Chapter 5 Why start with geom_point() ?
5.1 ggplot is famed for annoying errors
It’s a good idea to start with
ggplot2::geom_point()
because it works for both raw and summarised data straight away. This both speeds up EDA and makes ggplot less intimidating for beginners.Let’s explore more granular data to trigger some common errors using the marriage data from the mosaicData package. We do a little data cleaning on the ceremony date and on the column that describes any previous marriages.
marriage <-
mosaicData::Marriage %>%
tidylog::mutate(prev_marriage = as.character(prevconc)) %>%
tidylog::mutate(prev_marriage = case_when(
is.na(prev_marriage) ~ "First Time",
TRUE ~ prev_marriage
)) %>%
tidylog::mutate(ceremonydate1 = lubridate::parse_date_time(ceremonydate, "mdy"))

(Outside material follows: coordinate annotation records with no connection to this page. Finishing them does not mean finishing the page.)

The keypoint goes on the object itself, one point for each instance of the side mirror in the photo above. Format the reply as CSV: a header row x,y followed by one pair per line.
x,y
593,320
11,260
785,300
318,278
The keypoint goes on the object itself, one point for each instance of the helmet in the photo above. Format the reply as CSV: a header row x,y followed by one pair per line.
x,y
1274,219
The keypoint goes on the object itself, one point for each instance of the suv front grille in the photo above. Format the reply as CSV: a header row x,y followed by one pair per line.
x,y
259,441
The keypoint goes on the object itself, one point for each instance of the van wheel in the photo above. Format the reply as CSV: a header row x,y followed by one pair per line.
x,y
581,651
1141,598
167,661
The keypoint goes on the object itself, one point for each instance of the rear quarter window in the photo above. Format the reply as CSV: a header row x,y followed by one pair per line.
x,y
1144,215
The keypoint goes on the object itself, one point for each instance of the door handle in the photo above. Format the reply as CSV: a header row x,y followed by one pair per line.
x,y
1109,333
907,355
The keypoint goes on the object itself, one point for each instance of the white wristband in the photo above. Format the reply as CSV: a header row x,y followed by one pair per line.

## mutate: new variable 'prev_marriage' with 3 unique values and 49% NA
## mutate: changed 48 values (49%) of 'prev_marriage' (48 fewer NA)
## mutate: new variable 'ceremonydate1' with 49 unique values and 0% NA
kableExtra::kable(utils::head(marriage %>%
dplyr::select(ceremonydate1, person, prev_marriage, age, race, sign)))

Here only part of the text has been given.